I’ve realized that the only way to develop an understanding of the game’s organic flow is to see it in person. Watching the game on a computer doesn’t show how players utilize space or the communication it takes to construct an organized back line. If you enjoy watching the Barclays Premier League on NBC and are looking to take this interest to the next step, then supporting your school’s team is the logical choice.

I’m also not going to act like I don’t know what us college students love to do. We like to get drunk and make asses of ourselves. Well, I’m presenting a way that we can do this and be constructive at the same time. Soccer support is all about being as obnoxious as possible. Drums, chants, and costumes are a few ideas to get your student section started. If we come together and give our schools legitimate fanbases, then young players might start believing that college soccer will prepare themselves for the atmospheres of the MLS and top leagues in Europe.

A spike in student turnout will help shine light on two very important things college soccer is doing to promote the sport in America. The college level is the first chance that European tactics can be infused into the American style of play. Many collegiate coaches rely on recruits from Germany and England to give their stateside players a deeper understanding of the game. Soccer pervades every aspect of European culture and kids learn how to play within a system from a young age. The American style, based on speed and individual skill, melds with the systematic adaptability of the Europeans to create a comprehensive product.

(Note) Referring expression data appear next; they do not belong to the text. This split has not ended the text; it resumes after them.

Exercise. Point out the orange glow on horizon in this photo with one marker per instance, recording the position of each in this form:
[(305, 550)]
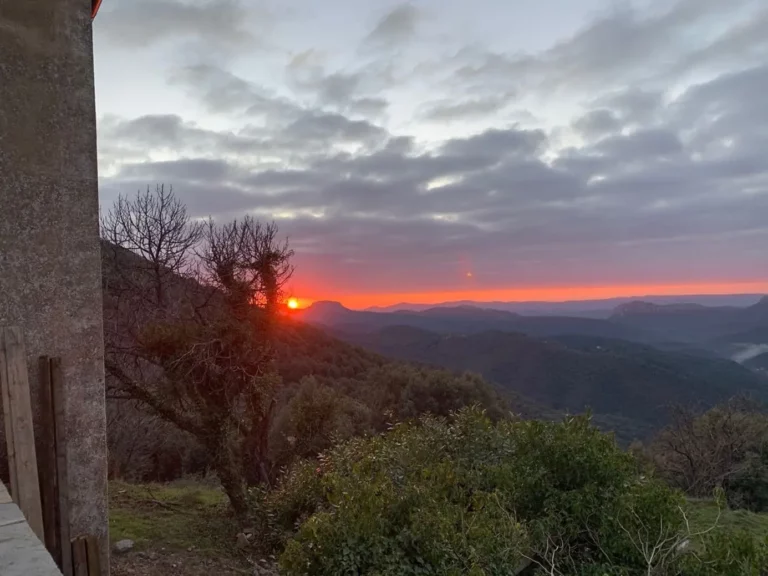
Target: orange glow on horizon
[(540, 294)]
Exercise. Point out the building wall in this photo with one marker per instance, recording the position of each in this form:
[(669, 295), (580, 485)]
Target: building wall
[(50, 271)]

The other thing that college soccer is doing right is allowing this mixture of skill and system to be seen by impressionable eyes. Tickets to matches are free almost anywhere. It is a great way for the family to spend a Saturday. I was amazed by how fixated these young children were to the actual play. For these little soccer stars the college athletes are role models. They look on analyzing the proper technique and try to emulate it in the backyard.

Later when I look back on the 2014 college soccer season, my lasting impression will not be of Riggs Lennon’s Virginia teammates rushing the field to congratulate him for slotting home the decisive penalty in the College Cup final. Instead, it will come from a mid-season match between Saint Louis and George Mason in Fairfax, VA. A group of ten-year-old girls dressed up in their soccer uniforms unfold a large George Mason banner. Their tiny arms struggle to hold the banner up in the air and large chunks drag along the bleachers. Yet the girls are relentless in their passion for the game in front of them. They start a call and response. “GEORGE!”…… “MASON!” A boys youth team on the other side of the stands joins in. Together they make the only noise in the park. When next fall rolls around, take inspiration from these little girls and do your part in making sure the college level is a vital part of soccer becoming America’s sport of the future.